Defense Against the Black Box

Baseline Scenario has a nice account of the role of Excel in the London Whale (aka Voldemort) blowup.

… To summarize: JPMorgan’s Chief Investment Office needed a new value-at-risk (VaR) model for the synthetic credit portfolio (the one that blew up) and assigned a quantitative whiz (“a London-based quantitative expert, mathematician and model developer” who previously worked at a company that built analytical models) to create it. The new model “operated through a series of Excel spreadsheets, which had to be completed manually, by a process of copying and pasting data from one spreadsheet to another.” The internal Model Review Group identified this problem as well as a few others, but approved the model, while saying that it should be automated and another significant flaw should be fixed. After the London Whale trade blew up, the Model Review Group discovered that the model had not been automated and found several other errors. Most spectacularly,

“After subtracting the old rate from the new rate, the spreadsheet divided by their sum instead of their average, as the modeler had intended. This error likely had the effect of muting volatility by a factor of two and of lowering the VaR . . .”

Microsoft Excel is one of the greatest, most powerful, most important software applications of all time. …

As a consequence, Excel is everywhere you look in the business world—especially in areas where people are adding up numbers a lot, like marketing, business development, sales, and, yes, finance. …
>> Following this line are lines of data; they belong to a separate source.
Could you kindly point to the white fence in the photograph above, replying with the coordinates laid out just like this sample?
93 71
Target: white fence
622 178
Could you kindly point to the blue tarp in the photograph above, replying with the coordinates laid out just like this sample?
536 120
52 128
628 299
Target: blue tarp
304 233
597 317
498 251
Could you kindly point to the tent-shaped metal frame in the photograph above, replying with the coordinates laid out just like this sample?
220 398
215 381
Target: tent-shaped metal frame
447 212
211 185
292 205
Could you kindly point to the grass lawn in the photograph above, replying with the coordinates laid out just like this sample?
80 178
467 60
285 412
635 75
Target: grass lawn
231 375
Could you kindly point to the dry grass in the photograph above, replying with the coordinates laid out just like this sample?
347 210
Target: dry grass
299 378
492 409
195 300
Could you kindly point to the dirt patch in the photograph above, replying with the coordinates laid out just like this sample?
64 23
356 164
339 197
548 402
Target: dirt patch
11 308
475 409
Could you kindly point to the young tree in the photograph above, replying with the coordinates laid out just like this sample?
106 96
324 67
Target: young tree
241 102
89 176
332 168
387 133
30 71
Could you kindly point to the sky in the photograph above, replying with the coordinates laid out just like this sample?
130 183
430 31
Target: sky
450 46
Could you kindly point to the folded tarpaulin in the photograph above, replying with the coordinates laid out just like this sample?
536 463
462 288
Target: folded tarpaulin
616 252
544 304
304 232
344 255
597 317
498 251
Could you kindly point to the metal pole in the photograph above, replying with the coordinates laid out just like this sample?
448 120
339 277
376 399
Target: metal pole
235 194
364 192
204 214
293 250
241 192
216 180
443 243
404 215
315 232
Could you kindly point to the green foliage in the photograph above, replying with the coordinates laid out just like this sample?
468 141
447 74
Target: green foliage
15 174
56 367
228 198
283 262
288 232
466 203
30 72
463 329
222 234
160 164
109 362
But while Excel the program is reasonably robust, the spreadsheets that people create with Excel are incredibly fragile. There is no way to trace where your data come from, there’s no audit trail (so you can overtype numbers and not know it), and there’s no easy way to test spreadsheets, for starters. The biggest problem is that anyone can create Excel spreadsheets—badly. Because it’s so easy to use, the creation of even important spreadsheets is not restricted to people who understand programming and do it in a methodical, well-documented way.

This is why the JPMorgan VaR model is the rule, not the exception: manual data entry, manual copy-and-paste, and formula errors. This is another important reason why you should pause whenever you hear that banks’ quantitative experts are smarter than Einstein, or that sophisticated risk management technology can protect banks from blowing up. …

System Dynamics has a strong tradition of model quality control, dating all the way back to its origins in Industrial Dynamics. Some of it is embodied in software, while other bits are merely habits and traditions. If the London Whale model had been an SD model, would the crucial VaR error have occurred? Since the model might not have employed much feedback, one might also ask, had it been built with SD software, like Vensim, would the error have occurred?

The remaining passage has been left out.